This guide explains how the AI Knowledge system works, including the compilation architecture, CI/CD pipeline, and RAG indexing.
The AI Knowledge system uses a three-part architecture:
| Operation | Where | When |
|---|---|---|
Knowledge concatenation (all-knowledge.md) |
CI/CD (GitHub Actions) | Every push to source/ |
| Instruction compilation | Local (ragbot compile) |
When instructions change (rare) |
| RAG indexing | Local (ragbot index) |
When content changes + RAG needed |
Key principle: Edit source/ files directly. That is the authoritative content.
The output repo determines what content is included—not who runs the compiler.
Anyone with write access to a repo can compile into it. The content included depends solely on the output repo's position in the inheritance tree.
AI Knowledge repos follow a hierarchy:
ai-knowledge-{templates} <- Public templates (root)
|
ai-knowledge-{person} <- Personal identity
|
ai-knowledge-{company} <- Company knowledge
|
ai-knowledge-{client} <- Client-specific content
Each repo contains:
source/— Human-edited content (authoritative)compiled/— Auto-generated output (instructions only)all-knowledge.md— Auto-generated by CI/CD (at repo root)compile-config.yaml— Compilation settings
| Output | How | Location |
|---|---|---|
compiled/instructions/ |
Local: ragbot compile --project {name} |
compiled/{project}/instructions/ |
all-knowledge.md |
CI/CD: GitHub Actions | Repo root |
Removed outputs (no longer generated):
compiled/knowledge/— Individual flat files were never consumed by anythingcompiled/vectors/— RAG reads source directly, not intermediate chunks
Knowledge concatenation runs automatically via GitHub Actions on every push to source/. The composite action lives at ai-knowledge-ragbot/.github/actions/concatenate-knowledge/action.yml and is called by each repo's concatenate.yml workflow.
The CI/CD pipeline:
- Discovers
.mdfiles insource/, excludinginstructions/,contexts/, andREADME.md - Generates a header with repo name, description, timestamp, and file count
- Concatenates files with
## {relative-path}headers and---separators - Commits and pushes
all-knowledge.mdif changed
No manual action needed.
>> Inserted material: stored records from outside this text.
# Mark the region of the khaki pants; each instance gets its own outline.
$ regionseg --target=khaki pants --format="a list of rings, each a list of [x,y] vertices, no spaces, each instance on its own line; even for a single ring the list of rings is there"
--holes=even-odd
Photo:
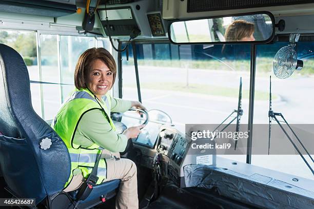
[[[115,208],[138,208],[138,179],[136,166],[131,160],[122,158],[119,160],[106,159],[107,179],[104,182],[121,179],[119,192],[116,196]],[[69,185],[64,191],[70,192],[78,189],[82,183],[82,174],[74,176]]]

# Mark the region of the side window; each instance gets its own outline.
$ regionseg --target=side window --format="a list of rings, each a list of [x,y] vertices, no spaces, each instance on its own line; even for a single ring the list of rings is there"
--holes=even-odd
[[[35,32],[0,30],[0,43],[9,46],[21,55],[26,65],[31,80],[39,80]],[[42,116],[40,85],[30,83],[32,104]]]
[[[59,83],[60,70],[58,66],[58,45],[57,35],[40,35],[41,81]],[[41,84],[42,96],[45,120],[53,118],[61,104],[60,86]]]
[[[33,107],[47,121],[53,118],[74,89],[74,72],[81,54],[95,46],[110,50],[110,43],[105,38],[48,34],[40,34],[36,42],[37,33],[0,30],[0,43],[14,49],[24,59],[31,80]]]

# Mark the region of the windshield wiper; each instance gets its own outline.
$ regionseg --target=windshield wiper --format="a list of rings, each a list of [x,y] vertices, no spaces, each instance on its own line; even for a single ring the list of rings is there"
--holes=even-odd
[[[288,127],[289,127],[289,129],[290,129],[290,130],[293,134],[293,135],[295,135],[295,136],[296,137],[296,138],[298,140],[298,141],[299,141],[299,142],[300,143],[300,144],[301,144],[302,147],[304,149],[304,150],[305,151],[305,152],[306,152],[306,154],[307,154],[307,155],[309,156],[309,157],[310,157],[311,160],[312,160],[312,161],[313,162],[314,162],[314,160],[313,159],[313,158],[311,156],[311,155],[310,155],[309,153],[306,150],[306,148],[305,148],[305,147],[304,147],[304,145],[303,145],[303,144],[302,142],[302,141],[301,141],[301,140],[300,140],[300,139],[299,138],[298,136],[297,136],[297,134],[296,134],[296,133],[293,131],[293,130],[291,128],[290,125],[289,125],[289,124],[288,123],[288,122],[287,122],[287,121],[286,120],[286,119],[284,117],[284,116],[282,115],[282,114],[281,114],[281,113],[275,113],[275,112],[274,112],[271,110],[271,76],[269,77],[269,80],[270,80],[270,85],[269,85],[269,111],[268,111],[268,117],[269,118],[269,130],[268,130],[268,155],[269,154],[269,149],[270,148],[270,130],[271,130],[271,119],[274,119],[274,120],[276,121],[276,122],[277,122],[277,123],[278,123],[278,124],[279,125],[279,126],[280,127],[280,128],[282,130],[282,131],[284,132],[284,133],[285,133],[285,134],[286,135],[287,137],[288,137],[288,139],[289,139],[289,140],[292,143],[292,145],[293,146],[293,147],[295,148],[296,150],[297,150],[297,152],[298,152],[298,153],[299,153],[299,155],[301,156],[301,157],[302,158],[302,159],[303,160],[303,161],[304,161],[305,164],[306,164],[306,165],[307,165],[308,168],[311,170],[311,171],[312,172],[312,173],[314,175],[314,171],[313,171],[313,169],[312,169],[311,166],[309,165],[308,162],[307,162],[307,160],[306,160],[306,159],[304,158],[304,156],[303,156],[303,155],[302,155],[302,154],[301,153],[301,152],[300,151],[300,150],[299,149],[299,148],[298,148],[298,147],[297,147],[297,145],[296,145],[296,144],[293,141],[292,141],[291,138],[290,137],[290,136],[289,136],[289,135],[288,134],[288,133],[286,131],[286,130],[282,127],[282,125],[280,123],[279,120],[278,120],[278,119],[277,119],[276,116],[280,116],[280,117],[281,117],[283,119],[283,120],[284,120],[283,122],[284,122],[288,126]]]
[[[218,129],[219,127],[221,125],[222,125],[224,122],[225,122],[229,117],[230,117],[234,113],[237,113],[237,117],[234,117],[231,121],[229,122],[229,123],[227,124],[225,127],[222,129],[220,131],[222,132],[224,131],[227,127],[229,126],[232,122],[234,121],[237,119],[237,125],[235,127],[235,132],[238,133],[240,131],[240,120],[241,119],[241,116],[243,114],[243,110],[242,110],[242,77],[240,77],[240,87],[239,89],[239,99],[238,100],[238,109],[237,110],[234,110],[214,130],[213,132],[215,131]],[[212,139],[216,138],[217,135],[216,135]],[[234,150],[237,148],[237,144],[238,144],[238,140],[235,140],[234,143]]]

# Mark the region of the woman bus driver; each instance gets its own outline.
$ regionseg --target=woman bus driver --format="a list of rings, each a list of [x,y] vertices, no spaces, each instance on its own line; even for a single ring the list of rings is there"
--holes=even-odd
[[[254,24],[243,20],[234,20],[226,29],[226,41],[248,41],[255,40]]]
[[[71,173],[65,192],[77,189],[87,178],[102,150],[124,151],[128,139],[135,138],[144,126],[116,134],[110,112],[124,112],[131,107],[145,109],[139,101],[112,98],[108,92],[116,68],[113,57],[104,48],[92,48],[80,57],[74,73],[75,90],[63,104],[52,126],[66,144],[71,157]],[[121,179],[116,207],[138,208],[136,168],[128,159],[102,159],[96,184]]]

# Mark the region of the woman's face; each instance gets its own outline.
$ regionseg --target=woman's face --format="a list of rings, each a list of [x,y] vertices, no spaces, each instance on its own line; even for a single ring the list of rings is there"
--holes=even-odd
[[[252,41],[255,40],[255,38],[253,36],[253,33],[252,33],[250,36],[245,37],[241,38],[240,40],[241,41]]]
[[[111,88],[113,74],[107,65],[100,59],[96,59],[88,73],[88,89],[100,99]]]

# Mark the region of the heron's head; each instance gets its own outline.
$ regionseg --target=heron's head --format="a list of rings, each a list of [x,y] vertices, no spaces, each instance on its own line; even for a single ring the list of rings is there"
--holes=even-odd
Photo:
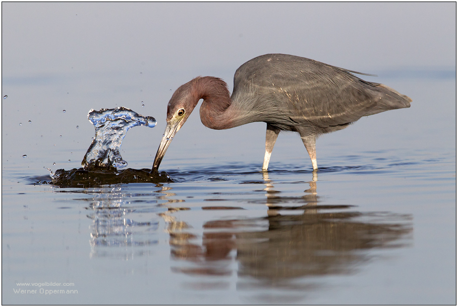
[[[153,169],[159,168],[167,148],[175,134],[188,119],[191,113],[197,105],[199,98],[194,89],[192,80],[183,84],[175,91],[167,106],[167,126],[162,136],[156,158],[153,164]]]

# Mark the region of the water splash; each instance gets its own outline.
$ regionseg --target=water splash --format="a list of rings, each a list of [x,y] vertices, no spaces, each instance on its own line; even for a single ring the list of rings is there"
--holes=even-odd
[[[88,119],[95,128],[95,136],[81,162],[82,168],[69,171],[58,170],[50,174],[52,183],[61,186],[94,186],[131,182],[159,183],[170,181],[165,172],[151,173],[147,169],[118,169],[127,166],[120,150],[127,130],[137,126],[152,128],[156,120],[145,117],[129,109],[91,110]],[[69,160],[70,162],[70,160]]]
[[[91,110],[87,117],[95,127],[95,137],[81,162],[85,170],[126,167],[127,162],[123,160],[120,148],[127,130],[136,126],[152,128],[156,125],[154,118],[142,116],[123,107]]]

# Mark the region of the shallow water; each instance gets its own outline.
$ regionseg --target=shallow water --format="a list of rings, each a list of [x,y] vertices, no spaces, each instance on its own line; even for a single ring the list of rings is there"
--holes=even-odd
[[[6,82],[3,303],[455,303],[455,80],[378,81],[412,107],[322,136],[316,174],[298,136],[279,136],[263,173],[265,124],[211,130],[195,112],[161,165],[174,182],[87,188],[34,183],[79,167],[87,110],[127,97]],[[142,110],[159,127],[125,139],[129,167],[151,167],[169,94]],[[61,285],[19,284],[46,282]]]

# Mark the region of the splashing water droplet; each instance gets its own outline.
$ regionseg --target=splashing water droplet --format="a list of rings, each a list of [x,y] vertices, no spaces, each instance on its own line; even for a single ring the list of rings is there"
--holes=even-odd
[[[128,163],[123,160],[120,148],[127,130],[137,126],[152,128],[156,125],[154,118],[143,116],[123,107],[99,111],[91,110],[88,119],[95,127],[95,137],[81,163],[86,170],[126,167]]]

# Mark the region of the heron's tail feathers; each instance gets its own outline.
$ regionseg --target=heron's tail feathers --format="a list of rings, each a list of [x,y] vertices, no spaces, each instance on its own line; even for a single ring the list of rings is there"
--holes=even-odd
[[[395,89],[385,84],[374,84],[377,93],[374,95],[378,99],[377,104],[371,112],[365,115],[371,115],[389,110],[410,108],[411,97],[401,94]]]

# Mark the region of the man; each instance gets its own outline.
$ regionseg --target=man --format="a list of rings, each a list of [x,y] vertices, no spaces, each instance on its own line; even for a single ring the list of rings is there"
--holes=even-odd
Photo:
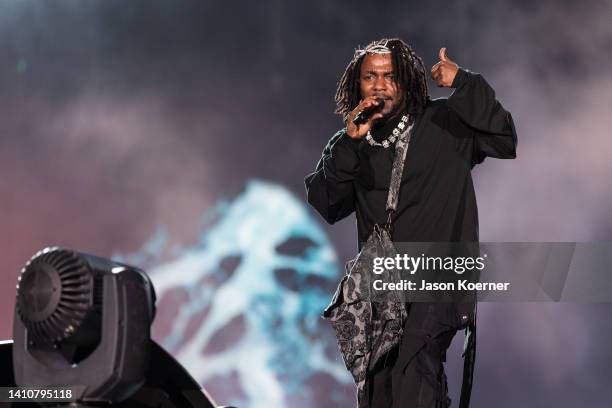
[[[487,156],[516,157],[512,117],[493,89],[481,75],[459,68],[445,48],[439,58],[430,75],[438,86],[455,88],[448,99],[429,98],[423,61],[399,39],[357,50],[338,84],[336,113],[346,127],[331,138],[305,183],[308,202],[330,224],[355,212],[359,248],[375,224],[387,221],[394,129],[413,125],[392,218],[394,242],[478,241],[471,169]],[[372,106],[381,109],[355,125],[356,115]],[[367,401],[360,405],[448,407],[442,363],[470,319],[458,304],[410,304],[401,344],[371,367]]]

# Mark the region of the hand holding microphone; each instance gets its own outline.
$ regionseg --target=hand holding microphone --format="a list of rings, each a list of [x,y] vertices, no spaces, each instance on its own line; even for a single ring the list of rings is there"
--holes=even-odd
[[[349,114],[346,133],[353,139],[361,139],[372,128],[374,122],[382,118],[385,100],[379,96],[368,96]]]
Edit source files, push, and all-knowledge.md updates automatically.
Instruction compilation transforms source instructions into LLM-specific formats. This is rare — only needed when instructions change.
# Compile instructions for a project
ragbot compile --project {name}
# Without LLM API calls (just assemble)
ragbot compile --project {name} --no-llm
# Target specific LLM
ragbot compile --project {name} --llm claude
# Force recompilation
ragbot compile --project {name} --force
# Verbose output
ragbot compile --project {name} --verboseOutput: compiled/{project}/instructions/
claude.md— For Anthropic modelschatgpt.md— For OpenAI modelsgemini.md— For Google models
RAG indexing reads source files directly and indexes them in pgvector. No intermediate files needed.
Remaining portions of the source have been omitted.